There is this party line that people don’t die from mast cell disease. I’ve sifted through a lot of data in search of statistics on this topic. I haven’t found a lot that I find reliable. Some of the numbers are derived from one or two studies. Some of the data is really outdated. If it existed before tyrosine kinase inhibitors, I don’t think it’s particularly useful.
“You are a resource for a lot of people,” someone recently told me. “You write about dying and it scares them. You can’t be scaring them.”
I appreciate what she’s saying. But mast cell disease is already scary, and people are already scared.
I have a great friend with ASM. He has been through several types of chemo and is coming to the end of his options.

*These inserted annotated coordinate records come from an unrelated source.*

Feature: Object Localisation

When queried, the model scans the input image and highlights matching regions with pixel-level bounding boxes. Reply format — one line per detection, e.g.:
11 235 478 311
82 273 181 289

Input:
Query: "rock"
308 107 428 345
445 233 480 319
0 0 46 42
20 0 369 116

Last week, he was told that he was dying. It was a reality we both recognized months ago.
I’m sick of hearing how rare ASM is in response to questions of life expectancy. People die from ASM, and these people don’t matter less because they are the exception. These are people, with lives and families and jobs. Their stories matter. They do not deserve less attention because their prognosis scares you.
You learn a lot about people from their secrets. The things we are afraid to speak lest we give life to them say so much about us. Over and over, from the deepest recesses of their minds, people bring forth to me this same fear: that they will die from mast cell disease. I feel like the collective consciousness of this community sometimes. I keep everyone’s secrets, and so I keep this one, too.
This one is easy, because I have the same secret.
Most people with mast cell disease will not die from it. But some of them will. Some will die from aggressive disease and some will die from organ damage and some will die from anaphylaxis.
When they die, there is this immediate need to identify the ways in which they are different from us. We cloak ourselves in these disparities, armor against the same fate. Grief ripples through the community, a few days of remembrance and then they are gone. These people exist only in our memories, where they dwell forever as incarnations of a struggle we hope we won’t lose.
When they die, there is this immediate need to identify the ways in which they are different from us. We cloak ourselves in these disparities, armor against the same fate. Grief ripples through the community, a few days of remembrance and then they are gone. These people exist only in our memories, where they dwell forever as incarnations of a struggle we hope we won’t lose.
Then time goes on and someone says, “Death from mast cell disease is very rare,” and everyone agrees, but all I can think about is those people inhabiting those memories and that maybe with a few changes I could be them.
Nobody lives forever.
I have never thought of Death as a person. Death is a place, one we all must visit. Like a strange customs office, or the shaded part of a woodland path that children invent ghost stories about. Not bad in itself, just bad because it is unfamiliar. Bad because those places are inevitably lonely, and we feel lonely when we think about them.
Losing someone hurts. Knowing you will lose someone – that hurts differently.
When I was in middle school, my class went to a cemetery to take gravestone rubbings. I don’t remember where it was, but I remember the rubbing I took. It was very tall. It marked the grave of a child and had angels at the top corners. It had the most beautiful poem on it.
Do not stand at my grave and weep.
I am not there. I do not sleep.
I am a thousand winds that blow.
I am the diamond glints on snow.
I am the sunlight on ripened grain.
I am the gentle autumn rain.
When you awaken in the morning’s hush
I am the swift uplifting rush
Of quiet birds in circled flight.
I am the soft stars that shine at night.
Do not stand at my grave and cry;
I am not there. I did not die.
When I think about my friend telling me he is dying, I whisper to myself, “I am not there. I did not die.”
Most people don’t die from mast cell disease.